There is a box containing n holes. Two players put balls into these holes alternatively. (Assume that the box contains holes along a straight line, so that you cover up these holes in sequence.) Let player 1 start up with the game. Each player can put between min and max balls into the box in one turn. The person who puts the last ball will be the winner or loser, that is decided and fixed prior to the game, randomly.

The values of n, min, max are also decided and fixed prior to the game. For simplicity purposes, let us assume that 20 ≤ n ≤ 50 and then that 1 ≤ min < max ≤ 10.
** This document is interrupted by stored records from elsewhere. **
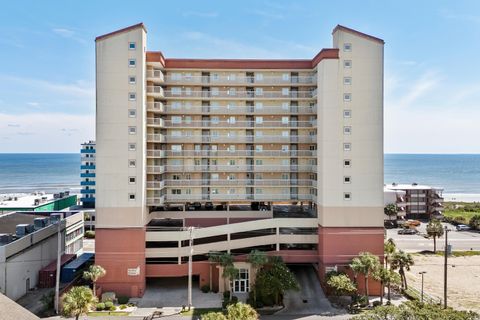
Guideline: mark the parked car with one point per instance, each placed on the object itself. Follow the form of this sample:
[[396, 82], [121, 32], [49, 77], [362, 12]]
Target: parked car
[[463, 227], [407, 231]]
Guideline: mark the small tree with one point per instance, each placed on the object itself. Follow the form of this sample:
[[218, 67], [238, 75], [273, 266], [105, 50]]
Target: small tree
[[257, 259], [386, 277], [366, 263], [78, 301], [241, 311], [94, 273], [341, 285], [391, 210], [402, 261], [435, 230]]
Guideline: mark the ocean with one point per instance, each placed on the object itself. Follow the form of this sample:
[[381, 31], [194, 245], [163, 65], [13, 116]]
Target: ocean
[[456, 173]]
If the person who puts the last ball is the winner, then for what values of n, depending upon min and max, will player 1 win the game, and then for what values of n will player 2 do so? Assume that both the players play so cleverly. Thus, what about the case if the person who puts the last ball is the loser? (If there is less than min slots remaining at the end, then the last player can put less than min balls during his last turn. Otherwise, the minimum number of balls that a player can put up within his turn is min only.)

[axn]

1. compute N mod (min+max)
2. ?????
3. Profit!!!!

[Raman]

Yeah. Here is the secret of the game.
If the player who puts the last ball is the winner, then
player 1 wins if N = 1 to max (mod min+max)
player 2 wins if N = max+1 to min+max (mod min+max)

If the player who puts the last ball is the loser, then
player 1 wins if N = min+1 to min+max (mod min+max)
player 2 wins if N = 1 to min (mod min+max)

In either case, player 1 wins with probability (max)/(min+max)
player 2 wins with probability (min)/(min+max).

Here is the explanation:
If the player who puts the last ball is the winner, then that player who wins must reach N mod (min+max). Maintaining N mod (min+max) is the secret behind the game. If a player puts x balls, (between min and max), then the opponent will put the complement min+max-x, thus maintaining constant. If N mod (min+max) is between min & max, player 1 will acquire it within the first turn itself. If it is 0, then player 1 trivially loses up as player 2 will put complement in first turn itself. If it is max+1, then player 1 should play greater than or equal to max-min+2, otherwise player 2 will acquire max+1 (mod min+max). Player 2 will have to again keep up less than or equal to min (mod min+max) to avoid player 1 seeking max+1 (mod min+max). Going this way, player 2 wins. Also, similar case between max+1 and min+max-1, where player 1 plays higher, player 2 keeps up lower. If N (mod min+max) is less than or equal to min, then similarly player 1 keeps up lower, player 2 keeps up higher. Player 1 wins, within this case.

If the player who puts the last ball is the loser, then the winner must acquire between N-1 and N-min (mod min+max). For N (mod min+max) = min+1 and max+1, player 1 can acquire N-1 within the first turn itself. Between max+2 and max+min, player 1 can acquire something between N-1 and N-min during the first turn. For N = 1 (mod min+max), player 2 will acquire N-1 during the first turn itself, by putting up the complement of whatever player 1 puts. For N between 2 and min (mod min+max), player 2 always wins up, as putting complement will give up something between N-1 and then N-min only, thus.

Nice?